Here's how I would approach it: Every field is guaranteed by definition to contain at least two elements: the additive identity ($0$), and the multiplicative identity ($1$). Also, if the field is ordered, then $0<1<1+1<1+1+1<\ldots$, so now you've effectively constructed $\mathbb{N}$. Use the fact that every number in a field has an additive inverse, and now you have $\mathbb{Z}$. Next, give every non-zero integer a multiplicative inverse, and you have $\mathbb{Q}$. Since applying the completeness axiom gives you $\mathbb{R}$, you have now shown that every complete ordered field must contain a copy of $\mathbb{R}$. All you need to prove now is that you can't put any new number in your complete ordered field without causing problems.

Answer 2

Prove that every ordered field contains an unique copy of $\Bbb Q$.

Prove that every complete, ordered field satisfies the Archimedean property.
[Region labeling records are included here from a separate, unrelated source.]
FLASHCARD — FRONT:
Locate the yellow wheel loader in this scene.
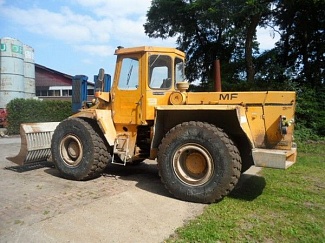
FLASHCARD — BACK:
[7,46,296,203]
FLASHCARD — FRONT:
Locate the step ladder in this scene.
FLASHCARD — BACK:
[112,134,130,166]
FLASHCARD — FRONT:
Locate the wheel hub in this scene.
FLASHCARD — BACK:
[60,135,83,166]
[173,144,214,186]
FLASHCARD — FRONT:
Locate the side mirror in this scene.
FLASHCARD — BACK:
[98,68,105,82]
[96,68,105,92]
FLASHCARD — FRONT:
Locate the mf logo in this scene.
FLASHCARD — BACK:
[219,93,238,100]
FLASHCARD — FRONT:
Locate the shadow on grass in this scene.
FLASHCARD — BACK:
[228,174,266,201]
[4,161,54,173]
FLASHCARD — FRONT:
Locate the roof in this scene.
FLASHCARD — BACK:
[115,46,185,57]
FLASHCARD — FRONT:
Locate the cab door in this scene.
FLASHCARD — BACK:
[112,55,142,125]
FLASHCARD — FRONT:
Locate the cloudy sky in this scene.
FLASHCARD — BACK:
[0,0,275,81]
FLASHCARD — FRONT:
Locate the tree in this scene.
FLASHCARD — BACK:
[144,0,272,87]
[274,0,325,87]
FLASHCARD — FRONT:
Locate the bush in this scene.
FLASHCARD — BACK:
[7,99,72,134]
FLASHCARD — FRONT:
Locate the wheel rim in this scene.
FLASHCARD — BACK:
[60,134,83,166]
[173,144,214,186]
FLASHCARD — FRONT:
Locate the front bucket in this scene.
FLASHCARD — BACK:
[7,122,59,165]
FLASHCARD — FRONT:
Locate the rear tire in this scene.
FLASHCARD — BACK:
[157,122,241,203]
[51,118,111,180]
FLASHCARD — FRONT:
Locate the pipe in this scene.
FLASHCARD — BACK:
[214,59,222,92]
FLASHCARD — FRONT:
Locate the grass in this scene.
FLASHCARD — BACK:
[167,143,325,243]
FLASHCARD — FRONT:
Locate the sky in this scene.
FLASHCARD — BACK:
[0,0,277,81]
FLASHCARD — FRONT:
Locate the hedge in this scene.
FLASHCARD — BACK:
[7,99,72,134]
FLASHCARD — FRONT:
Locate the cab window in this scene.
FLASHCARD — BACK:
[118,57,139,90]
[149,55,172,89]
[175,58,185,83]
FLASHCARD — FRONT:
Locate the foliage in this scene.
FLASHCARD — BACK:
[7,99,72,134]
[144,0,325,139]
[167,143,325,242]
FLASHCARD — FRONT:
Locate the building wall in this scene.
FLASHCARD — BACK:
[35,64,94,101]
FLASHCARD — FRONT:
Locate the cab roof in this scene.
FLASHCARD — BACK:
[115,46,185,57]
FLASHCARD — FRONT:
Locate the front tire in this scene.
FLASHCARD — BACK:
[51,118,111,180]
[158,122,241,203]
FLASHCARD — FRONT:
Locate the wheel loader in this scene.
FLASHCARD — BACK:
[10,46,297,203]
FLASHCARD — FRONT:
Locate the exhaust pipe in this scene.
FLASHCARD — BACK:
[214,59,222,92]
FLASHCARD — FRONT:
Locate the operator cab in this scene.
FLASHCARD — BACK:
[111,46,185,125]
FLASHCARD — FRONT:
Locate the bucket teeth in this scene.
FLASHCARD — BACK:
[7,122,59,165]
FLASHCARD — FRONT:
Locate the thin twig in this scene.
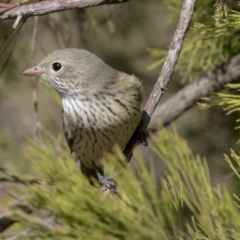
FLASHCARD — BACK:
[13,14,23,29]
[0,3,18,14]
[31,16,39,141]
[148,54,240,132]
[124,0,196,161]
[0,0,129,21]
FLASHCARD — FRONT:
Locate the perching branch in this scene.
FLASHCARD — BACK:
[0,0,129,21]
[124,0,195,161]
[148,54,240,132]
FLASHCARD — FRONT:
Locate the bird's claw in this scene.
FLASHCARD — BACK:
[136,128,148,146]
[99,177,116,193]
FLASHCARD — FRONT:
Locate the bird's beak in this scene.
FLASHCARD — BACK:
[21,66,44,77]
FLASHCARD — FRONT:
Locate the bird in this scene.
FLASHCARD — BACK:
[21,48,143,189]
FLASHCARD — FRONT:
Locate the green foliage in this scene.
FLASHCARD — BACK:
[150,0,240,81]
[7,126,240,240]
[199,83,240,133]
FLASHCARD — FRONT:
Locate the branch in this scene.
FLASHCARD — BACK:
[0,0,129,21]
[124,0,195,161]
[148,54,240,132]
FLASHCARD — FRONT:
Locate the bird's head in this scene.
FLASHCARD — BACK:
[21,48,117,96]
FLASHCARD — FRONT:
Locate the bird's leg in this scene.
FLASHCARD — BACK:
[92,162,116,192]
[135,128,148,146]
It will be very handy in the final steps.

Let call $\Bbb Q_i$ the copy of $\Bbb Q$ in $\Bbb F_i$. Let $\beta$ be the isomorphism between these copies.
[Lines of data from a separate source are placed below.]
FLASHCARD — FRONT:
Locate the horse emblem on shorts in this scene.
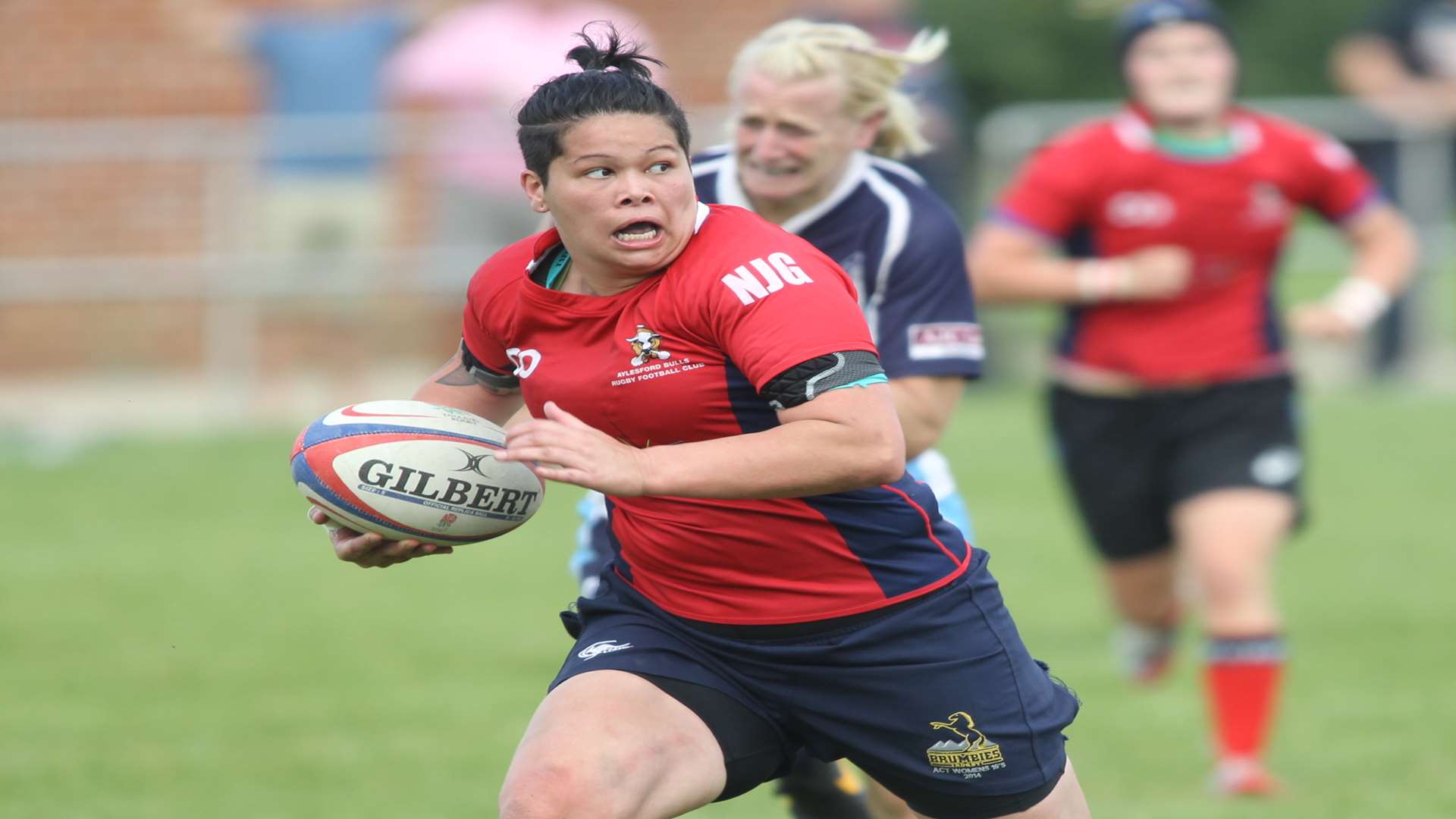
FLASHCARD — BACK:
[628,324,673,367]
[926,711,1005,775]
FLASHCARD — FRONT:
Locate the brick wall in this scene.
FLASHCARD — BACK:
[0,0,793,379]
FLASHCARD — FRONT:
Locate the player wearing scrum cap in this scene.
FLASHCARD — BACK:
[315,20,1089,819]
[573,20,983,819]
[970,0,1415,794]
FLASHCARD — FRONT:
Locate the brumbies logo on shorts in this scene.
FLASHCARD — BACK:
[924,711,1006,780]
[628,324,673,367]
Now define for $x\in\Bbb F_1$ $$\alpha(x)=\sup\{\beta(y):y<x\}$$

To finish the proof of existence, you must show that the sets $\{\beta(y):y<x\}$ are bounded in $\Bbb F_2$ and that $\alpha$ is an isomorphism of ordered fields.

For uniqueness, consider other isomorphism $\alpha'$ and assume that $\alpha(x)<\alpha'(x)$. Can you derive a contradiction?

Answer 3

Others have pointed out that within every ordered field (whether complete or not) there is an isomorphic copy of $\mathbb Q.$ The field $\mathbb Q$ is the unique smallest ordered field.

Now bring in completeness. In some ordered fields that are not complete, $\mathbb Q$ has upper bounds. But in a complete ordered field, the existence of an upper bound of $\mathbb Q$ implies the existence of a least upper bound, which let us call $q.$ So $q-1$ cannot be an upper bound of $\mathbb Q$; thus some rational number $r$ is at least as big as $q-1,$ and so $r+ \frac 3 2$ is a rational number bigger than $q.$ But then $q$ is not an upper bound of $\mathbb Q.$ So $\mathbb Q$ can have no upper bound within a complete ordered field. That implies the set of positive members of $\mathbb Q$ cannot have any positive lower bound $\varepsilon,$ since then $1/\varepsilon$ would be an upper bound of $\mathbb Q.$ That means the length $b-a$ of an open interval $(a,b)$ cannot be a lower bound of $\mathbb Q,$ so find a rational number $1/n,$ $n\in\mathbb Z,$ that is smaller than $b-a,$ and conclude that some member of $\{k/n : k\in\mathbb Z\}$ must be in the interval $(a,b).$ Therefore: between any two members $a,b$ of a complete ordered field there is a member of $\mathbb Q.$ In some ordered fields that are not complete, that doesn't happen; i.e. there are some open intervals that do not intersect $\mathbb Q.$

Now look at your two complete ordered fields $\mathbb F_1$ and $\mathbb F_2.$

Map the rationals within $\mathbb F_1$ to the rationals within $\mathbb F_2$ in the obvious way. Suppose $a\in\mathbb F_1$ is not rational. All rational numbers less than $a$ correspond to rationals in $\mathbb F_2$ and all rational numbers greater than $a$ similarly correspond to rationals in $\mathbb F_2.$ Since an isomorphism preserves order, the image in $\mathbb F_2$ of $a\in\mathbb F_1$ must be greater than some rationals and less than others. There can be only one member of $\mathbb F_2$ that can serve as that image, because if there were more than one, then we would have members $e,f\in\mathbb F_2$ with no rationals between them, and we've already seen why that cannot happen.